Re: Non Latin1 charsets (draft-holtman-http-negotiation-00.txt) from Koen Holtman on 1996-03-02 (ietf-http-wg@w3.org from January to March 1996)

From: Koen Holtman <koen@win.tue.nl>
Date: Sat, 2 Mar 1996 12:50:43 +0100 (MET)
To: Nickolay Saukh <nms@nns.ru>
Cc: koen@win.tue.nl, http-wg%cuckoo.hpl.hp.com@hplb.hpl.hp.com
Message-Id: <199603021150.MAA03695@wsooti04.win.tue.nl>
Nickolay Saukh:
>
>4.2 Accept-Charset
>
>I think last sentence of first paragraph should be written as
>"The ISO-8859-1 character set can be assumed to be acceptable
>to all user agents.".

There was a long discussion about ISO-8859-1 versus US-ASCII recently,
and I must admit that I did not read all messages in that discussion.
My impression at the end was that most people wanted US-ASCII to stay
as the character set which can be assumed to be acceptable to all user
agents.

> Rationale: per HTTP/1.1 draft
>(section 3.7.1) entity body without explicit charset can be
>US-ASCII only or ISO-8859-1. 

Yes.

>Thus any conforming user agent must
>be able to handle ISO-8859-1.

No, that is not a correct inference.  It would make sense for every
user agent to be able to handle the all entity bodies without explicit
charset, but Section 3.7.1 does not require it.

>4.6 Alternates
>
>Can media-type contain charset?

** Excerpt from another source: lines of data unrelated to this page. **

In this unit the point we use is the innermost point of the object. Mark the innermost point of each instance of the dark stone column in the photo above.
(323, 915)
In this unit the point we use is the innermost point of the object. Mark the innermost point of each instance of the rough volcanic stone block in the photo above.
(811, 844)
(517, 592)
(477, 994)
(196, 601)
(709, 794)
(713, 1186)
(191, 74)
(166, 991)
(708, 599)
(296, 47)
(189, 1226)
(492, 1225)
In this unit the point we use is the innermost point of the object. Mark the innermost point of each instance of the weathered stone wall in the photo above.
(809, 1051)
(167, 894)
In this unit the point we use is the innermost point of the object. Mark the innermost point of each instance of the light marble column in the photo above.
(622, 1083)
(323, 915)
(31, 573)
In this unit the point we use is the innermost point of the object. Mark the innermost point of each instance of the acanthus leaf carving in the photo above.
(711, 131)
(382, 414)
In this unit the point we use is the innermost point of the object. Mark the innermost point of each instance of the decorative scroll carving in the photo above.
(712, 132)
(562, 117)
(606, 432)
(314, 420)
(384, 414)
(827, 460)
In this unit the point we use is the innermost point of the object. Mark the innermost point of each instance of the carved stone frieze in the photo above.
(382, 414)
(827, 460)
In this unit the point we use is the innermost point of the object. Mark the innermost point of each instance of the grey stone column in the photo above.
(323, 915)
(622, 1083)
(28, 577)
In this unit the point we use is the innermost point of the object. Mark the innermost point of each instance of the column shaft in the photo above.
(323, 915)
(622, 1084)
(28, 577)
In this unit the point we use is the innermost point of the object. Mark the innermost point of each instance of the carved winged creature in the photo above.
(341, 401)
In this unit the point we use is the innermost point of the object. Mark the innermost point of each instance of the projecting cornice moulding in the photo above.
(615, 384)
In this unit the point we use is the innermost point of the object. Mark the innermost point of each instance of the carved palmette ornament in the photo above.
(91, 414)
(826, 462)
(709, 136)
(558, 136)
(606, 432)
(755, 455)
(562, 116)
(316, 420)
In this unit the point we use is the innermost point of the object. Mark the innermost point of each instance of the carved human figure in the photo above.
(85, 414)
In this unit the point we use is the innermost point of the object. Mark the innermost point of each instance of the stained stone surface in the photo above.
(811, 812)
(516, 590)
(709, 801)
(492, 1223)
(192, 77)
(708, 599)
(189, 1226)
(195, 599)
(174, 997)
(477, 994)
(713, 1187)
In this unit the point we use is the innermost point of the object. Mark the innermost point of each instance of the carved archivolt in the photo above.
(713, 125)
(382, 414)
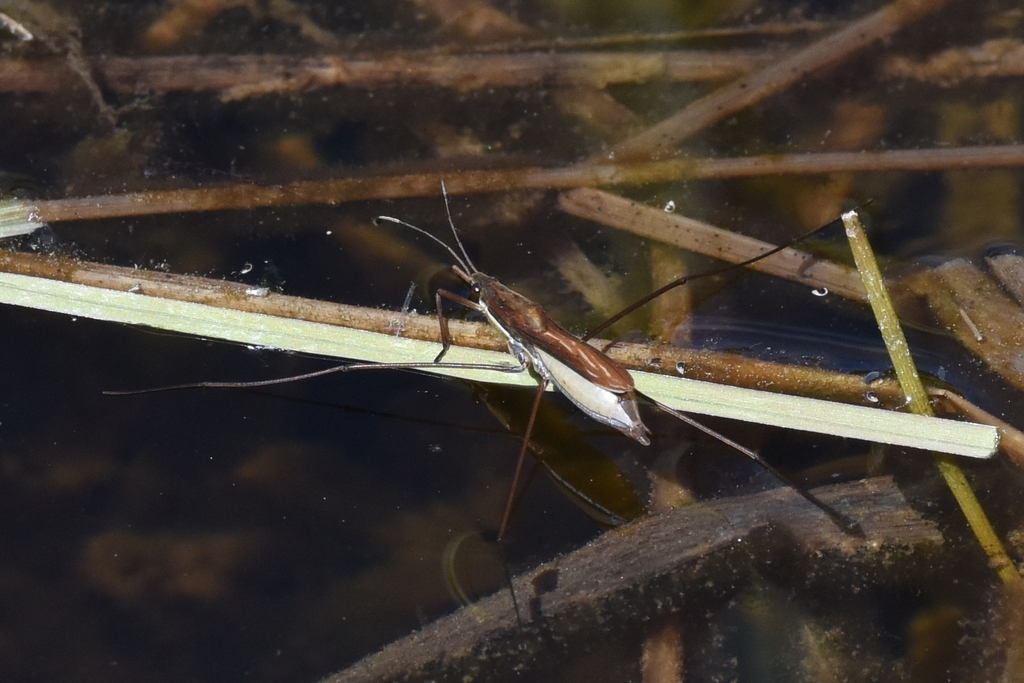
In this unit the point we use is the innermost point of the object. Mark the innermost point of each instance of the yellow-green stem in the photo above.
(899, 352)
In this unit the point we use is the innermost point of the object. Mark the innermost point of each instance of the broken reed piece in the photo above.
(122, 295)
(701, 238)
(899, 352)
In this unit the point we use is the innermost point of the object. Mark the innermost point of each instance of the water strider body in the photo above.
(588, 377)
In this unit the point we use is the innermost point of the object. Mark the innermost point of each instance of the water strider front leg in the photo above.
(442, 322)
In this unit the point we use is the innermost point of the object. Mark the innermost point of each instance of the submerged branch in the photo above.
(660, 139)
(685, 558)
(131, 297)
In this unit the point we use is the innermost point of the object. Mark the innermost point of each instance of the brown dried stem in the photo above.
(660, 139)
(660, 564)
(701, 238)
(266, 74)
(468, 182)
(719, 368)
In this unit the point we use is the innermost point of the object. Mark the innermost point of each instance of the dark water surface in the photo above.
(281, 535)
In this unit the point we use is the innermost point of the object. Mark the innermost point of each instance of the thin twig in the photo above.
(1000, 57)
(469, 182)
(705, 239)
(127, 297)
(659, 564)
(660, 139)
(899, 351)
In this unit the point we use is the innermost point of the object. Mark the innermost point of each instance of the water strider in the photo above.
(587, 376)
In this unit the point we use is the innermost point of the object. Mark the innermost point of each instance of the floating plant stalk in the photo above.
(899, 352)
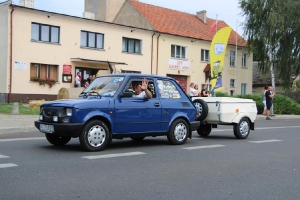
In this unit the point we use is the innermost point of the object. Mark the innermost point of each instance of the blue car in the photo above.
(118, 106)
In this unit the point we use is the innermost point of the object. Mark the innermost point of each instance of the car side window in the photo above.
(130, 86)
(167, 90)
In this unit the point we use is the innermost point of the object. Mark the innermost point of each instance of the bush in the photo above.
(282, 104)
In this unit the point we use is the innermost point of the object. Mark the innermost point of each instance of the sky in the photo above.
(225, 10)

Is this a valid exmaple?
>
>Alternates: {"TheProject.fr.html" 1.0
>      {type "text/html"} {language "fr"}},
>    {"TheProject.en.html" 1.0
>      {type "text/html"} {language "en"}},
>    {"TheProject.ru.html" 1.0
>      {type "text/html;charset=iso-8859-5"} {language "ru"}}
>    ("/cgi-bin/xlate?koi8-r+TheProject.ru.html" 1.0
>      {type "text/html;charset=koi8-r"} language "ru"}}

Yes.  Contrary to what Daniel DuBois said in this thread, 

   {type "text/html;charset=iso-8859-5"} 

is indeed the way to denote the charset. 

This mirrors use of the Content-Type header, which specifies the MIME
type and optionally the charset.  Note that we do not have a
Content-Charset header, but that we _do_ have an Accept-Charset
header.  I believe that this asymmetry was caused by early versions of
HTTP trying to inherit as much semantics from the MIME specifications.
As far as I know, it is too late to fix it now.

Also, contrary to what Daniel DuBois said,

>    ("/cgi-bin/xlate?koi8-r+TheProject.ru.html" 1.0
>      {type "text/html;charset=koi8-r"} language "ru"}}

is a legal alternate description.  What the anti-spoofing clause (the
origin server restriction) in Section 5.2 of draft-holtman says is
that origin servers may not return this alternate in a preemptive
negotiation response.  This means that, if this alternate is the best
one, the origin server should send a reactive negotiation response,
which causes the client to retrieve the best alternate with a direct
request on /cgi-bin/xlate?koi8-r+TheProject.ru.html.

>5.1 Reactive negotiation
>
>If two alternates are differ by charset only, how
>specify preferred one?

The service author can specify the preferred one using the source
quality factors in the Alternates header:

    {"notpreferred.html" 0.9 {type "text/html;charset=iso-8859-5"}} 
    {"preferred.html"    1.0 {type "text/html;charset=koi8-r"}}

or by the order in which the alternates are listed:

    {"preferred.html"    1.0 {type "text/html;charset=koi8-r"}}
    {"notpreferred.html" 1.0 {type "text/html;charset=iso-8859-5"}} 

So it is up to the service author so decide for you which charset of
the ones you accept would give you the best results.  The decision
made is reflected in the Alternates header.

You, as a user agent user, can not express a preference for one
charset over another, you can only say which ones you can handle.
There are no quality factors in the Accept-Charset header.

This means that the HTTP/1.1 draft spec assumes that if a user agent
puts a charset in its Accept-Charset header, it can handle this
charset perfectly, not just through some lossy on-the-fly filter.  If
anything lossy happens, it must be done at the server side, and be
reflected in the Alternates header.

I don't know if this assumption of being able to handle perfectly all
charsets included in the Accept-Charset header is correct for all
current browsers.  If it is not, we would have to decide if a) the
current browsers need to be improved, or b) the draft spec needs to be
extended.  I would go for a), though I realize that this puts browsers
that don't use a bitmapped screen, like Lynx, in a difficult position.

Koen.
Received on Saturday, 2 March 1996 03:54:21 UTC